Blake Shelton singles chronology
| "Dive Bar" (2019) | "Hell Right" (2019) | "Nobody but You" (2020) |

Trace Adkins singles chronology
| "Still a Soldier" (2017) | "Hell Right" (2019) | "This Old House" (2019) |

= Hell Right =

"Hell Right" is a song written by David Garcia, Brett Tyler and Michael Hardy, and recorded by American country music artist Blake Shelton, featuring guest vocals from fellow country artist Trace Adkins. It was released on August 16, 2019 as the second single from Shelton's compilation album Fully Loaded: God's Country.

==Background==

"Hell Right" was written by David Garcia, Brett Tyler, and Hardy, the latter of whom also co-wrote Shelton's previous single, "God's Country". The song was written on May 29, 2019, a few months after "God’s Country" was recorded. Shelton heard the song, and recorded and released it within a month and a half. According to Shelton, the song is about "taking things to the max," and that "you can raise hell or you can raise hell right". The song also takes a jab at Lil Nas X's hit song "Old Town Road" in the line, sung by Shelton, "then the girl from the small town took off the 'Old Town' and put on a little Hank Jr."

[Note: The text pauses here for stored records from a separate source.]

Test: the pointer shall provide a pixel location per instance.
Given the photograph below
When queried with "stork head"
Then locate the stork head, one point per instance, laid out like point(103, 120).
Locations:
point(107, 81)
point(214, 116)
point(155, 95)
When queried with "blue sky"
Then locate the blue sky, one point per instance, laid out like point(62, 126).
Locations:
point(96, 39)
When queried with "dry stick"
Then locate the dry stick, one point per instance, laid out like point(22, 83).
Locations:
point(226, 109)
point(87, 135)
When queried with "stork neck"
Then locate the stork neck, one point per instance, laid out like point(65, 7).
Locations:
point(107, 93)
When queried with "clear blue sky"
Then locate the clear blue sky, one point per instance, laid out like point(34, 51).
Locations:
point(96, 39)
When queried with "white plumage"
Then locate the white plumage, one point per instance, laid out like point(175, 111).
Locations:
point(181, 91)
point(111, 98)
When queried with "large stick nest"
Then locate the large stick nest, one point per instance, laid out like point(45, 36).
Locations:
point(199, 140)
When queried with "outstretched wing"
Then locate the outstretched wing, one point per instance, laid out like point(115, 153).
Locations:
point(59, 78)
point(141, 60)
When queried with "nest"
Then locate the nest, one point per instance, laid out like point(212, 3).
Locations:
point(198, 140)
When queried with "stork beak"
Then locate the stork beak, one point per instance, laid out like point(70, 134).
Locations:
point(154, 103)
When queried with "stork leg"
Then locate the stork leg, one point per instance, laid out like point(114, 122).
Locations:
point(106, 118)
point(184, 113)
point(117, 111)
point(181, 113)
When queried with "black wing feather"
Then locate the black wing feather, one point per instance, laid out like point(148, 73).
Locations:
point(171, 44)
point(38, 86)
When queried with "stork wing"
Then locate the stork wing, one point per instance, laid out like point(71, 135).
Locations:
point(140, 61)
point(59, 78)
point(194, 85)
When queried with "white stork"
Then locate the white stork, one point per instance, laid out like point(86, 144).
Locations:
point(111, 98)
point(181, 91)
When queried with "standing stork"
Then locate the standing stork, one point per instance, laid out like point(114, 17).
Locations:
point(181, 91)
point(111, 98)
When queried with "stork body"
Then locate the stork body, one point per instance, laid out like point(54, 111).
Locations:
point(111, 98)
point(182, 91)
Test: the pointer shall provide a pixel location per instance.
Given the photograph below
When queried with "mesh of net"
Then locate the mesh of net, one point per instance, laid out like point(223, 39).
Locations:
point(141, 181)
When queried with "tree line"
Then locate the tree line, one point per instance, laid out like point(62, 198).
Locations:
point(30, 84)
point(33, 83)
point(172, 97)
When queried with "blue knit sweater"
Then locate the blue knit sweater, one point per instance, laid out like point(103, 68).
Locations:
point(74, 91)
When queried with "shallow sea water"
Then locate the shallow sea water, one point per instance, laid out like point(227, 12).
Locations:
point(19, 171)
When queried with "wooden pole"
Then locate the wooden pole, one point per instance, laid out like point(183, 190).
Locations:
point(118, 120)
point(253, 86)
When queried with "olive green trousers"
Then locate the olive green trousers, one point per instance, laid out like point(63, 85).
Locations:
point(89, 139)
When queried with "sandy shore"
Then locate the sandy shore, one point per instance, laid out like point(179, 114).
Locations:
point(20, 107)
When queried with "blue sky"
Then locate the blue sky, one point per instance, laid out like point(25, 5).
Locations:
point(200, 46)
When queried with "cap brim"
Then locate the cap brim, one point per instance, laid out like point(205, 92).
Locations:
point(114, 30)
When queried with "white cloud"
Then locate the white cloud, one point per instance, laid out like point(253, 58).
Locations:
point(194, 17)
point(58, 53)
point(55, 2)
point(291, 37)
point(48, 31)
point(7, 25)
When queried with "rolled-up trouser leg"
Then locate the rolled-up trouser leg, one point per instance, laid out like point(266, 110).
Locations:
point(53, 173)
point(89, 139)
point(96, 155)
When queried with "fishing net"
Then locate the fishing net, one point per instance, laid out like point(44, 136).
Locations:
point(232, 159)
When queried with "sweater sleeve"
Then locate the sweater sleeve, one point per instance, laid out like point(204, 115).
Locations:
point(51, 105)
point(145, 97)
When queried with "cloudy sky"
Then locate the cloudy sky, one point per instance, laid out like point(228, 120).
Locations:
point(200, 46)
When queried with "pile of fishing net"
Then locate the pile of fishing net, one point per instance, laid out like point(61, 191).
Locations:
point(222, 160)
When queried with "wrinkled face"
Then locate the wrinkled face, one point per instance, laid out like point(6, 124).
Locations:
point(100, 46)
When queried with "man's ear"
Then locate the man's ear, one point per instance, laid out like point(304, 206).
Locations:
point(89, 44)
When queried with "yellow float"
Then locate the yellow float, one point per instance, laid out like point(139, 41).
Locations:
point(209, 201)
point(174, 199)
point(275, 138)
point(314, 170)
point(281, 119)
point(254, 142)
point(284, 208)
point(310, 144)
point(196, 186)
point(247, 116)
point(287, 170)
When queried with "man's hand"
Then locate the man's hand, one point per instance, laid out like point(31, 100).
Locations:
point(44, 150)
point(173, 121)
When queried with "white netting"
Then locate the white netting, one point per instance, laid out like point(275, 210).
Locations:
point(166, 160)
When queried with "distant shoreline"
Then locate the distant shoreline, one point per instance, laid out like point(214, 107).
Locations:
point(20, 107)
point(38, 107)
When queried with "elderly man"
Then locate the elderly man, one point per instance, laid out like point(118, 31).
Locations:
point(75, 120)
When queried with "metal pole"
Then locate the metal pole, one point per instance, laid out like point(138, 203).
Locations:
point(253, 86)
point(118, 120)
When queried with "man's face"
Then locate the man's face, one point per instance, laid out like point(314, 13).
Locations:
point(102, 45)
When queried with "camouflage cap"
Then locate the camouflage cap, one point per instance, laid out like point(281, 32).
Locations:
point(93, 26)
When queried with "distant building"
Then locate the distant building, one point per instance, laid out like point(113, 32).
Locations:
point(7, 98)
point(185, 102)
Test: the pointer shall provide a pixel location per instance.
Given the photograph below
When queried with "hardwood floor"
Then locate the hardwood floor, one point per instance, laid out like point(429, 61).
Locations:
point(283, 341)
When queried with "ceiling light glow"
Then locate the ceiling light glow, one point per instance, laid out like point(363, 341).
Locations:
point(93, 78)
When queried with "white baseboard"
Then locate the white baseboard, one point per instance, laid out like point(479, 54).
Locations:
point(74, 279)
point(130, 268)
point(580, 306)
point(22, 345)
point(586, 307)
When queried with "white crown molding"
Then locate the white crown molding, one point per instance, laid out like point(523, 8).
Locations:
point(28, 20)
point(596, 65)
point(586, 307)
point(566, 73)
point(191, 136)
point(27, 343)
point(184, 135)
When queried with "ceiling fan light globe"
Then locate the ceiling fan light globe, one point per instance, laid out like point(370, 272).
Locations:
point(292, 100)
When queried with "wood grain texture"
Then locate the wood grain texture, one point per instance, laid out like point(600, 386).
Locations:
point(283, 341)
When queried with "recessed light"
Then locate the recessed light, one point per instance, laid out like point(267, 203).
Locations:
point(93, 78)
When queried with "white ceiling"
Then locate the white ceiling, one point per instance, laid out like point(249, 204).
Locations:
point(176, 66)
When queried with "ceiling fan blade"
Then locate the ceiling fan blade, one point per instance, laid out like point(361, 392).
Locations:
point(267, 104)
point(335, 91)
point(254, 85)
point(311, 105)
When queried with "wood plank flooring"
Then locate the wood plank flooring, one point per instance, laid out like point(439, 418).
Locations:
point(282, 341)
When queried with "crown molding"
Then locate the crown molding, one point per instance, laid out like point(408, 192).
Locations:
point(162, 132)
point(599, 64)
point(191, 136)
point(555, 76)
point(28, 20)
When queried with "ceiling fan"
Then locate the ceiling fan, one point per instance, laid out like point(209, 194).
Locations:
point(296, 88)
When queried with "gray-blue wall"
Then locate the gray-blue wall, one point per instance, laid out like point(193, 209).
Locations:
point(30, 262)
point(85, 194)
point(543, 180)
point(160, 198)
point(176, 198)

"Hell Right" marks the second time that Shelton and Adkins have collaborated on a single release, following 2009's "Hillbilly Bone", which was a Number One hit on the Billboard Hot Country Songs chart.

==Commercial performance==
"Hell Right" reached a peak of number 18 on the Billboard Country Airplay chart, becoming Shelton's lowest-peaking single and his first to miss the top 10 since 2007's "The More I Drink". It was Adkins' first Top 20 country single since "Just Fishin'" in 2011.

It has sold 97,000 copies in the United States as of January 2020.
The song was certified gold by RIAA on February 27, 2020.

==Charts==

===Weekly charts===

Weekly chart performance for "Hell Right"
| Chart (2019–2020) | Peak position |
|---|---|
| Australia Country (The Music Network) | 27 |
| Canada Country (Billboard) | 36 |
| Canada Digital Song Sales (Billboard) | 19 |
| US Billboard Hot 100 | 99 |
| US Country Airplay (Billboard) | 18 |
| US Hot Country Songs (Billboard) | 14 |

===Year-end charts===

2019 year-end chart performance for "Hell Right"
| Chart (2019) | Position |
|---|---|
| US Hot Country Songs (Billboard) | 84 |

2020 year-end chart performance for "Hell Right"
| Chart (2020) | Position |
|---|---|
| US Hot Country Songs (Billboard) | 89 |

==Certifications==

| Region | Certification | Certified units/sales |
| Canada (Music Canada) | Gold | 40,000^{‡} |
| United States (RIAA) | Gold | 500,000^{‡} |
^{‡} Sales+streaming figures based on certification alone.